Investigation of the pre-stretch-dependent stability and force output of carbon-fiber-reinforced dielectric elastomer actuators

Abstract

Dielectric elastomer actuators (DEAs) have advantageous characteristics and, therefore, their application is widespread in the field of soft robotics. Their properties can be specifically adapted by both the selection of materials and the manufacturing process. Previous research has shown that fiber reinforcement of the structure can significantly enhance the unidirectional motion. In the presented work an actuator consisting of a silicone film as the dielectric, a textile carbon-fiber-reinforced electrode and a carbon black electrode are used. The electrode based on the carbon fibers additionally serves as unidirectional stiffener. Due to this highly anisotropic textile electrode, the DEA barely contracts in fiber direction. However, the active force of the DEA during actuation can be further increased through an initial pre-stretching. The aim of this work is to investigate the influence of the pre-stretching in fiber direction on the actuator performance and the long-term stability of the pre-stretch.
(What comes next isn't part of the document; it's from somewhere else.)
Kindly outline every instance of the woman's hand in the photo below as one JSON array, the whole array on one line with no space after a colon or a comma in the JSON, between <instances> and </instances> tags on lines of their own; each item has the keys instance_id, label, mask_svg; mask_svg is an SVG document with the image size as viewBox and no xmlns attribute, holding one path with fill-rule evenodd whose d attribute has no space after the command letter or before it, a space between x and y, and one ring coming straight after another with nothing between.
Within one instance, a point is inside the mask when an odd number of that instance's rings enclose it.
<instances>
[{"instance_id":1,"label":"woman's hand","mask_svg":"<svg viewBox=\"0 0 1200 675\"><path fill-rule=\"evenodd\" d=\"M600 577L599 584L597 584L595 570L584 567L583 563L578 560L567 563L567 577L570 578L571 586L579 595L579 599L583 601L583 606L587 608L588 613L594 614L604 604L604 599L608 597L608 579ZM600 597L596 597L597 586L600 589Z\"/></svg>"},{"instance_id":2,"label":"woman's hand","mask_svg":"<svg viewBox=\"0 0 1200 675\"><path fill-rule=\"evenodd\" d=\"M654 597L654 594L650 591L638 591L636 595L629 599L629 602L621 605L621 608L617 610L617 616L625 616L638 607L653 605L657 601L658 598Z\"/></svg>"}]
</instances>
The active force of different actuators is recorded with uniaxial tensile tests over several deformation cycles. This enables the investigation of effects deriving both from the manufacturing process and the layer structure of the textile DEA. The acquired data are evaluated and compared to results of an analytical model. To explore the ability of the fibers to maintain the initial pre-stretching of the DEA during activation, digital image correlation as an in-situ imaging technique is applied. It could be shown shown that there is no change in width due to the anisotropy. The results of the investigations are used to control and improve the manufacturing process of the textile DEA.